Un matin de juin, avenue Germaine
Il y a, dans certains jardins de l'arrière-pays niçois, une façon de tenir le temps en respect. Pas les jardins-vitrines des grandes villas, pas les parcs municipaux taillés au cordeau — mais ces propriétés discrètes, héritées d'un usage paysan, où la terre a une mémoire. Avenue Germaine, à Cagnes-sur-Mer, la propriété Marro est de celles-là. On passe devant sans forcément s'arrêter. Les 6 et 7 juin 2026, le portail sera ouvert.
La ville de Cagnes-sur-Mer est triple par nature : le bord de mer et ses galets, le Haut-de-Cagnes médiéval perché sur son éperon, et entre les deux, une plaine maraîchère qui a longtemps nourri la région. C'est dans cet entre-deux que s'inscrit la propriété Marro — ancienne propriété maraîchère dont le jardin porte encore, dans ses lignes et ses usages, la trace d'un monde agricole que le béton a presque effacé sur ce littoral.
Ce que vous verrez, et dans quel ordre
La visite commence à l'intérieur, par un court diaporama qui retrace l'évolution du jardin. Ce préambule n'est pas un détail : il donne à voir le temps long, les choix successifs, ce qui a été conservé ou transformé. Puis viennent quelques outils anciens — objets modestes mais éloquents, qui rappellent que jardiner fut d'abord un labeur avant d'être un loisir.

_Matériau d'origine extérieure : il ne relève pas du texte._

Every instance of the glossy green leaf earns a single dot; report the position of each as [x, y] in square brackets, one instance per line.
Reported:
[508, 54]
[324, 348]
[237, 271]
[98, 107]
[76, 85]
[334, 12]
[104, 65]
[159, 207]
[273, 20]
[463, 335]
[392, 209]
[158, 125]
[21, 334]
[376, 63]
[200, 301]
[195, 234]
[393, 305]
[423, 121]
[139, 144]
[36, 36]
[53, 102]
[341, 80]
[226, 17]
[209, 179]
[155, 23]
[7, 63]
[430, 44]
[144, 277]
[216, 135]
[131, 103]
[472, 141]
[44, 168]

Ensuite, on sort. Et c'est là que le jardin parle vraiment. Les topiaires — ces végétaux sculptés avec une patience d'orfèvre — structurent l'espace avec une rigueur qui contraste avec la générosité du potager en permaculture. Cette coexistence n'est pas un paradoxe : elle dit quelque chose d'un lieu qui a su traverser les modes sans se renier. Les fontaines sèches ponctuent les allées, rappel sobre de la question de l'eau dans un département qui sait ce que sécheresse veut dire. Et puis il y a la roseraie — touche de douceur méridionale, parfum qui s'accroche aux vêtements longtemps après qu'on a quitté les lieux.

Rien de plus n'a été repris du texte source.